The family remained resilient by viewing their situation with a positive perspective.

“[Leah] always has a great way to see the glass as being halfway full and has a great outlook,” said Peterson. 

As Leah spent her birthday baking a cake with her family, playing in the yard with her siblings and enjoying her mother’s cooking, she kept something in mind: the silent superheroes.

Leah took it upon herself to write a letter to the employees of the Aviano commissary.

In the letter she explained she felt lonely on her birthday, but her father went to the base commissary and purchased really good food and her mother was able to cook the food. She wanted to thank the commissary employees for being her superheroes.

Leah titled the back page as “The Worlds Hero Commissary.”

“I would hope to personally get to meet Ms. Leah Peterson and thank her for her simple kindness letter when we all need some kindness,” said Nadal.

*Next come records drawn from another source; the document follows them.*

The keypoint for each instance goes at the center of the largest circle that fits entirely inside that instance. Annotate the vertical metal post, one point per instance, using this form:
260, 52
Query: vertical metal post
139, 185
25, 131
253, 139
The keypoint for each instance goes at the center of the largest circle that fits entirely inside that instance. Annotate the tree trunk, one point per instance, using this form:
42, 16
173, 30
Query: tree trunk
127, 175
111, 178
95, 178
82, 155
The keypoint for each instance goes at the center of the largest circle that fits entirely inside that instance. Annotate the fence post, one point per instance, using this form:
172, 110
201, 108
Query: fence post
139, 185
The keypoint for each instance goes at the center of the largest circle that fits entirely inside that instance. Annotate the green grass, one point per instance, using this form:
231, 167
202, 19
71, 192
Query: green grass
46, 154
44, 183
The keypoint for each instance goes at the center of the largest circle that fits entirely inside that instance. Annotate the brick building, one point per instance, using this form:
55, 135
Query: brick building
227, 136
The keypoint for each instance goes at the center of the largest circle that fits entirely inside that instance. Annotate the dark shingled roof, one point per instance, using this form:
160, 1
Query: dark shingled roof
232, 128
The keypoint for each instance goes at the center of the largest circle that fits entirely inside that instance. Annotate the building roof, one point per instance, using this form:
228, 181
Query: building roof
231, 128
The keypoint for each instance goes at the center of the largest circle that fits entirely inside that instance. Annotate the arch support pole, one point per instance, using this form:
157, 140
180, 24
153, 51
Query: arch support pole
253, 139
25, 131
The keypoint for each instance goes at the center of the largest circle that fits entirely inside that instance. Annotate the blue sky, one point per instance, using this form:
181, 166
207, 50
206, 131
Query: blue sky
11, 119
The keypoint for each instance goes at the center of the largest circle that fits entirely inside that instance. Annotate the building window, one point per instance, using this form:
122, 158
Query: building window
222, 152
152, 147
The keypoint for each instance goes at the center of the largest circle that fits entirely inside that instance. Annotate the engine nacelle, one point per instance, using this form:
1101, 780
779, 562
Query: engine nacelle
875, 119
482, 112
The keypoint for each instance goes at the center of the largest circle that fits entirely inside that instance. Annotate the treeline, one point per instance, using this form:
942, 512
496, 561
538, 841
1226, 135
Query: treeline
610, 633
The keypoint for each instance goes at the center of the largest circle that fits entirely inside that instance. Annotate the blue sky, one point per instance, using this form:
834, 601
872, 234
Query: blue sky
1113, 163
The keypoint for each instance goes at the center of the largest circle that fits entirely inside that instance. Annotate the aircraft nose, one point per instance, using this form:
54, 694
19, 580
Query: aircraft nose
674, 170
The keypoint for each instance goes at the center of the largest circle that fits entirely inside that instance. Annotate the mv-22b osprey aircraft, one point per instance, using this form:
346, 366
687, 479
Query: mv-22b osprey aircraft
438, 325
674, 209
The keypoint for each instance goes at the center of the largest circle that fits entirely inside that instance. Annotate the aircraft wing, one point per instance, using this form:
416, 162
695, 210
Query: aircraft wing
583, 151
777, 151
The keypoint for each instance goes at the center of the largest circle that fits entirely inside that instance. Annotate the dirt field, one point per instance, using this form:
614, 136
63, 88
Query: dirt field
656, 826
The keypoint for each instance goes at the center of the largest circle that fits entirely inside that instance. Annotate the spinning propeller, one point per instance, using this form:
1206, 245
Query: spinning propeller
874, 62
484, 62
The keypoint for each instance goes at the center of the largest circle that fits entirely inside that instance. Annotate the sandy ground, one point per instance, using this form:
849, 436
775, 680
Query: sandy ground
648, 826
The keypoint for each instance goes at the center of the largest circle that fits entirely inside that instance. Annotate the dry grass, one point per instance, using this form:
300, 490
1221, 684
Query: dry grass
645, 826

Peterson said they always teach their children to be thankful for what they have and what others do for them.

“The letter made us proud and put a smile on our faces. We wanted to make sure that the commissary workers knew that they helped make a little girl’s birthday great.”

Although times are tough, this can be the time to appreciate even the smallest things.

“During this time, we have learned to appreciate our day to day life more,” said Peterson. “Many people have lost loved ones to the virus and we are thankful that we still are healthy and have one another. We have enjoyed our family time and spending more time together.”